When you check solutions for equations, you aim to verify whether a given number truly satisfies the equation. This means inserting the number into the equation in place of the variable and checking if both sides of the equation become equal.
In our example, we are given the equation \(4s - 4 = 30 - s\) and asked to check if \(s = 7\) is a solution. By substituting 7 for \(s\), we can form the equation \(4 \times 7 - 4 = 30 - 7\).
After performing the calculations, if both sides of the equation produce the same result, the number is indeed a solution. However, if they result in different values, as seen with 24 and 23 in this case, \( s = 7 \) is not a solution.
Checking solutions helps confirm the accuracy of equation-solving and ensures that you understand how to work with the variables. Always make sure to compute carefully and compare both sides accurately.

The substitution method is a fundamental technique used when solving equations, especially useful for verifying potential solutions to an equation. It involves replacing a variable with a given number, allowing us to determine if this number satisfies the equation entirely.
In the context of the given problem, substituting 7 for \(s\) in the equation \(4s - 4 = 30 - s\) helped us to check if 7 makes the equation true.
By calculating both sides separately with this specific value, we convert the problem from an abstract algebraic form into a simple arithmetic task. This substitution made it clear that 24 is not equal to 23, thus proving that \(s = 7\) does not satisfy the equation.

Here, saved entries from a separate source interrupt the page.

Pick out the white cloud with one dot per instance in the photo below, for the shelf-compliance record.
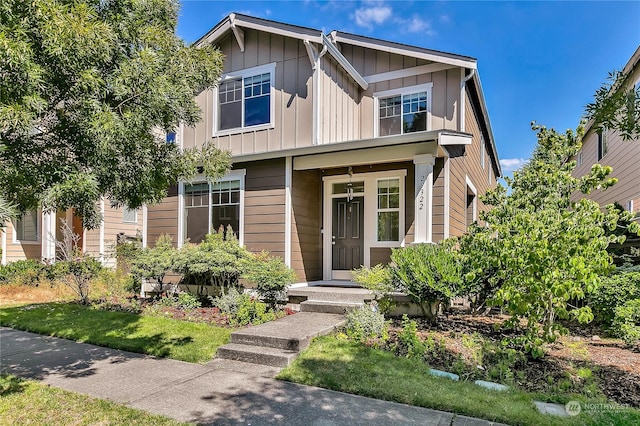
(369, 16)
(512, 164)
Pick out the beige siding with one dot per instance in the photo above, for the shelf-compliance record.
(264, 206)
(293, 95)
(340, 107)
(306, 240)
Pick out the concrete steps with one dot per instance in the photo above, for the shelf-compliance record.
(277, 343)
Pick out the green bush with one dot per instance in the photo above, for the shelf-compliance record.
(626, 322)
(23, 272)
(378, 281)
(365, 324)
(270, 276)
(614, 291)
(430, 274)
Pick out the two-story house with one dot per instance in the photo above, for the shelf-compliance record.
(608, 148)
(343, 147)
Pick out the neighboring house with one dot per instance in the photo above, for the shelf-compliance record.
(343, 147)
(608, 148)
(34, 235)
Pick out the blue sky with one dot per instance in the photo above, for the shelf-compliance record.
(537, 60)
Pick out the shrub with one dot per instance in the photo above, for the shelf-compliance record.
(626, 322)
(365, 324)
(378, 281)
(614, 291)
(22, 272)
(270, 275)
(218, 261)
(429, 274)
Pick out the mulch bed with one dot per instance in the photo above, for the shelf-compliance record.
(615, 368)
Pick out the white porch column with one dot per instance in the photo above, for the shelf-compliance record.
(48, 238)
(423, 198)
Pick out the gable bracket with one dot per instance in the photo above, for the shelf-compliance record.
(237, 32)
(333, 51)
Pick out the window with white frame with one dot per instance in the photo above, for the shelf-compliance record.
(129, 215)
(388, 214)
(406, 110)
(245, 99)
(209, 207)
(26, 227)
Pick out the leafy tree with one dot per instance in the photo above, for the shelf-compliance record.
(547, 250)
(616, 105)
(429, 274)
(87, 90)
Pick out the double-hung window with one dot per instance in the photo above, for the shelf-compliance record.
(388, 216)
(245, 100)
(27, 228)
(404, 110)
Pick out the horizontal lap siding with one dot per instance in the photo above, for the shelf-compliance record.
(306, 240)
(264, 206)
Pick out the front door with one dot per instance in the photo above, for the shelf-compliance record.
(347, 235)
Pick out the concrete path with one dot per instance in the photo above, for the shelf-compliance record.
(222, 392)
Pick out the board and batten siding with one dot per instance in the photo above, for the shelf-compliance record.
(293, 96)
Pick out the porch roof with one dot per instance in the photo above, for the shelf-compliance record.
(393, 148)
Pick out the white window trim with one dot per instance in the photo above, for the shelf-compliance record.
(401, 91)
(262, 69)
(135, 215)
(238, 175)
(38, 231)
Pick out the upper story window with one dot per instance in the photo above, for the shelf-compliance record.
(27, 227)
(403, 110)
(245, 100)
(602, 143)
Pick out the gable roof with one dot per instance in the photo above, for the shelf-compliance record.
(235, 22)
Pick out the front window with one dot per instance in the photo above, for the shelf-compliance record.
(27, 227)
(388, 209)
(245, 100)
(403, 111)
(208, 207)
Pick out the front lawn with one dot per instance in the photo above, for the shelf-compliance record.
(158, 336)
(351, 367)
(29, 402)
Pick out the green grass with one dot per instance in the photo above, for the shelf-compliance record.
(163, 337)
(28, 402)
(354, 368)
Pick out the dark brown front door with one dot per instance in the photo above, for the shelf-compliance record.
(347, 236)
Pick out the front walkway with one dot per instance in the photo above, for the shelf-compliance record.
(220, 392)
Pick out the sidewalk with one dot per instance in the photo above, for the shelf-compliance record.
(221, 392)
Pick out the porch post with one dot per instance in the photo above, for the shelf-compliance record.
(423, 198)
(48, 239)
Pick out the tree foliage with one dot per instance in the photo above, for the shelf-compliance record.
(545, 249)
(87, 90)
(616, 105)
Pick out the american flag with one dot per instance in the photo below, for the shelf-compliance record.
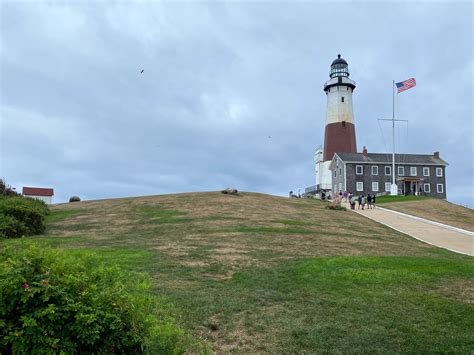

• This method is not just useful for checking specific solutions but is also the first step in solving more complex systems of equations.
• When correctly applied, the substitution method can eliminate variables systematically.

Substitution is crucial to build solid foundational skills in equation manipulation.

Linear equations, such as \(4s - 4 = 30 - s\), are algebraic equations where each term is either a constant or the product of a constant and a single variable. They form the basis for understanding more complex algebraic structures.
These equations are termed "linear" because, if graphed, they form a straight line, showing the direct relationship between variables. In a typical form, linear equations can be written as \(ax + b = c\), where \(a\), \(b\), and \(c\) are constants.
Solving linear equations involves finding the value of the variable that makes the equation true, which means making both sides equal. Understanding linear equations is critical as it teaches you how to solve for unknowns and apply mathematical operations systematically.

• Linear equations serve as a stepping stone to more advanced topics like quadratic equations and linear inequalities.
• They are essential in various real-world applications, from calculating budgets to predicting trends in data analysis.

Mastery of linear equations aids in building higher-level problem-solving skills.